Femme Fatale

Drawing of red stiletto shoe, with the caption: "A pair of killer red stiletto heels."

Femme Fatale

Short story by Iris Carden

Elizabeth had prepared for this meeting very carefully. She’d found out everything she could about the man who would be across the table from her. She knew what it had taken for others to succeed in the task ahead.

She’d had her hair and nails professionally done. It wasn’t something she normally did, but the image she projected had to be perfect. Shiny red perfectly-manicured nails, not a strand of hair out of place.

On her feet were a pair of killer glossy red stiletto heels. She’d had to practice walking in them for hours, always careful not to scuff them. There was a matching handbag, of course, mostly for show.

The dress was also red, of course, a figure-hugging mid-last-century-style pencil dress. It was a dress that would definitely draw attention.

She did her make-up carefully, the perfect imitation of a 50s screen goddess, with slick gloss over top of the very red lipstick.

Hat or no hat? She went with the hat, tilted slightly.

A cigarette would complete the look, but nothing would make her go that far.

She looked in the full-length mirror. She looked exactly as she intended to, the femme fatale straight out of an old film noir. There she was: alluring, powerful, slightly dangerous and definitely someone not to be trifled with.
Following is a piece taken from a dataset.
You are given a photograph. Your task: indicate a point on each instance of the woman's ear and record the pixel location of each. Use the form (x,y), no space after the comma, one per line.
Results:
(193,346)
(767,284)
Elizabeth shuddered. Her entire life, she’d defied the idea that women needed to concede to the male gaze to get ahead. As an artist, she spent most of her days in old jeans and oversized shirt, covered in paint spills and splotches. Until she began on this quest, she had never imagined herself dressing like this.

This meeting, however was too important to take a risk. From everything she had learned about this man she knew that if she attended the meeting dressed as herself, she would never get anywhere. She was going to allow this petty little man to deny her, as he had other women. She had a goal, and she was going to achieve it. No one would stand in her way.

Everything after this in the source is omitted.